“Angry? At me? For what?” I snap back, interrupting her, because what the hell does she have to be angry about?
“It shouldn't have been at you. It was misdirected anger, and that's unfair. I guess I've just been jealous. I've made horrible choices and hurt so many people in the process,” Ally says quietly.
“Where is all of this coming from?” I ask, my brain still trying to catch up.
Ally fiddles with her sweatshirt, playing with the strings, focusing on them way too intensely, and I know this must be hard for her. She hates being wrong, so the fact that she's willingly admitting to this…it's a lot for her. She may piss me off, but I can still appreciate the growth.
Doesn’t make her less of a brat, though.
“Like I said,” she finally starts, “last night Uncle Ronnie and I talked, and after he yelled at me for a good thirty minutes, I knew I had to make things right. I went over to Levi's house to find you. I wanted to talk, try to work things out—but you weren't home.”
“But I saw you two…the way you were smiling…when he hugged you—I saw it with my own eyes, Ally,” I tell her, and I feel the tears starting to well up.
“Quinn, what you saw was the two of us talking for the first time in a long time. But I was there for you. You were the one I wanted to talk to first, to apologize. It’s taken me this long to realize just how much of a bitch I’ve been. How selfish I’ve been over the years not only to you but to everyone around me. It’s like I had this idea of what life should be, and it didn’t matter who I hurt in order for it to look like I had it all. The perfect boyfriend, the perfect job, all because growing up I was told that I was never going to be perfect.”
The wheels in my mind start moving a million miles an hour, processing her apology, admitting she’s been selfish, but the part that hurts me the most is that someone told her she wasn’t perfect.
But no one is.
It’s fucking impossible to be perfect, and it’s stupid—why would we want to be perfect?
It’s not even her fault, she just never knew where to direct her attention, so she always felt like she was behind…like she was failing. She couldn’t get focused on what she wanted to do in her life, so I feel like, right now, she’s settled on working with our uncle.
But it’s not because she’s not incredible.

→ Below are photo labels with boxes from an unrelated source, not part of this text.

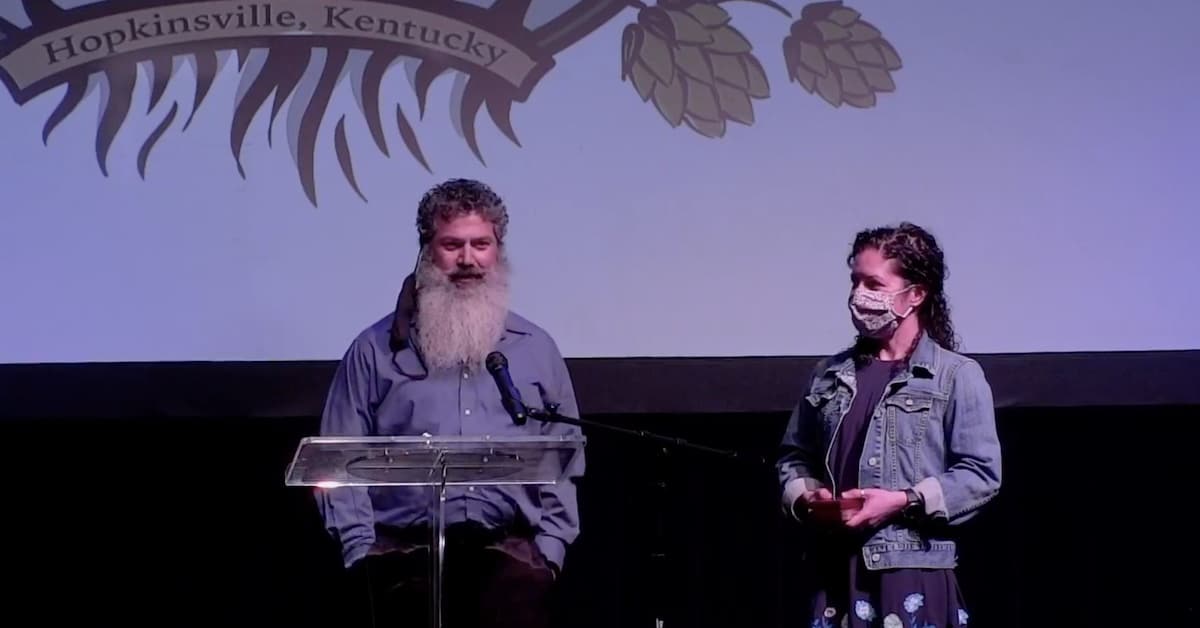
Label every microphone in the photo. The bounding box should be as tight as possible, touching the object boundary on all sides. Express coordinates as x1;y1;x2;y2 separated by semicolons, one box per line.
484;351;528;425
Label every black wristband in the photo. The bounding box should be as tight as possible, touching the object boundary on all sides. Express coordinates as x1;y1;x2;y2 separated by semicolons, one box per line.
904;489;925;519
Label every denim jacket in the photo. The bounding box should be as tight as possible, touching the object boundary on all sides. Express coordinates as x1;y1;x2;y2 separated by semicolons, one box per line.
776;335;1001;570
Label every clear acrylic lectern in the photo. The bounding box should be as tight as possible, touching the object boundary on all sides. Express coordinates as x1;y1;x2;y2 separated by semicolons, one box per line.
286;435;586;628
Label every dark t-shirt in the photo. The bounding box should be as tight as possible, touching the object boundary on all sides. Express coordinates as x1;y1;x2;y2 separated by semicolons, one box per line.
829;360;904;497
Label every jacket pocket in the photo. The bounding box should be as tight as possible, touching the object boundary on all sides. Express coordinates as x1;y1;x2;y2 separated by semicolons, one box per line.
884;393;934;444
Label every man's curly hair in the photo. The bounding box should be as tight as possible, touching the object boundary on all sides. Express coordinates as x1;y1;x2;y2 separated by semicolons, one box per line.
416;179;509;246
846;222;959;351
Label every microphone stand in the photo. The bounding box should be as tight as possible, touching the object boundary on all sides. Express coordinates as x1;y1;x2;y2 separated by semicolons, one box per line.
524;403;768;628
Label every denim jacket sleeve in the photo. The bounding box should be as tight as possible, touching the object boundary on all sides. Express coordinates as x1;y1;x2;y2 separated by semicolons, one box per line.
314;342;376;567
913;359;1001;525
775;363;826;519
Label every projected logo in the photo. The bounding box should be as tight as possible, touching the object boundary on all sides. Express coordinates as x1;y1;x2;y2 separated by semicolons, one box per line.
0;0;901;205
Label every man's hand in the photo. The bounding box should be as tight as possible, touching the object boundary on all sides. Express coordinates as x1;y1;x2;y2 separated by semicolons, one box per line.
842;489;908;528
799;488;841;525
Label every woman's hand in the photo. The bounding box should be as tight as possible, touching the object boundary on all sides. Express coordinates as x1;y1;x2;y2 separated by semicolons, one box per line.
842;489;908;528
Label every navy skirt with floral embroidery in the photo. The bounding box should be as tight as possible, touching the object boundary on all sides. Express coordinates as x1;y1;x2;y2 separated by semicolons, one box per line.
810;545;967;628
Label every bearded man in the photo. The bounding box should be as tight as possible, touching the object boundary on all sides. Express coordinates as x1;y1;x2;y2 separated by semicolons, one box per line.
317;179;583;628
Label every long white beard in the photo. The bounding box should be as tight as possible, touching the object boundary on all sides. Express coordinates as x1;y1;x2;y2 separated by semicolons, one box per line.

“Who said you weren’t perfect?” I finally ask, unable to care about anything else at that moment.
She looks shocked as she whispers, “Mom…and Dad.” The pain in her eyes…I can feel it deep in my bones. It’s not an act; that pain runs deep, and it kills me.
“I’m so sorry they said that to you, but it’s simply not true.”
“You wouldn’t be saying that if you knew the truth,” Ally says, her eyes welling up as she averts her gaze, quickly wiping away the tears.
I want to reach for her, embrace her, because even after everything I still hate to see her hurting, but I don’t move. I don’t think she’s ready, and truthfully, I’m not sure I am either. So instead, I just wait.
“I ruined everything,” Ally whispers.
“What did you ruin?”
“Our relationship. Your relationship with Levi. My relationship with Levi. Basically every relationship I’ve had lately all because I’m selfish and too stubborn to admit I fucked up and didn’t know how to fix it.”
“Please elaborate.”
“I knew how you felt about Levi,” she says and my heart hurts because even though I knew it, part of me didn’t want to believe my own sister was capable of that. “I still worked to keep you two apart, even though I regretted it the second I asked Levi out…it just felt so nice to have someone treat me nicely. He was nice because he was hurt after I told him you didn’t have feelings for him, so I gave him attention, but it was still enough to make me feel worthsomethingafter our parents made me feel like I was worth nothing.”
“You could have told me at any time…I would have forgiven you if I just knew the truth.”
“You say that now…but you have it all figured out, now. Your life is perfect. Who knows if you would’ve reacted the same back then. Now you have the perfect job, the perfect friends, a great boyfriend. Me? I have none of those.”
“Really? I have a good job, but Uncle Ronnie treats me like crap most of the time. And besides, I might’ve quit that job.”
“Yeah, he mentioned that, but I wouldn’t worry, he refused to accept it.”
“What do you mean?”
“That's why he talked to me, and that's why I'm here. He never yells, he just doesn’t. Part of me thinks it just goes back to when he overheard our parents telling me I’d never be perfect, comparing me to you—my younger sister who has it all. I think that’s why he babies me, treating me like I’m made of glass and it’s his job to keep me from falling apart.”
It's starting to make more sense now. The idea that Uncle Ronnie wasn't being mean, he just knew I could handle more because my spirit had never been crushed by the people who were supposed to protect me.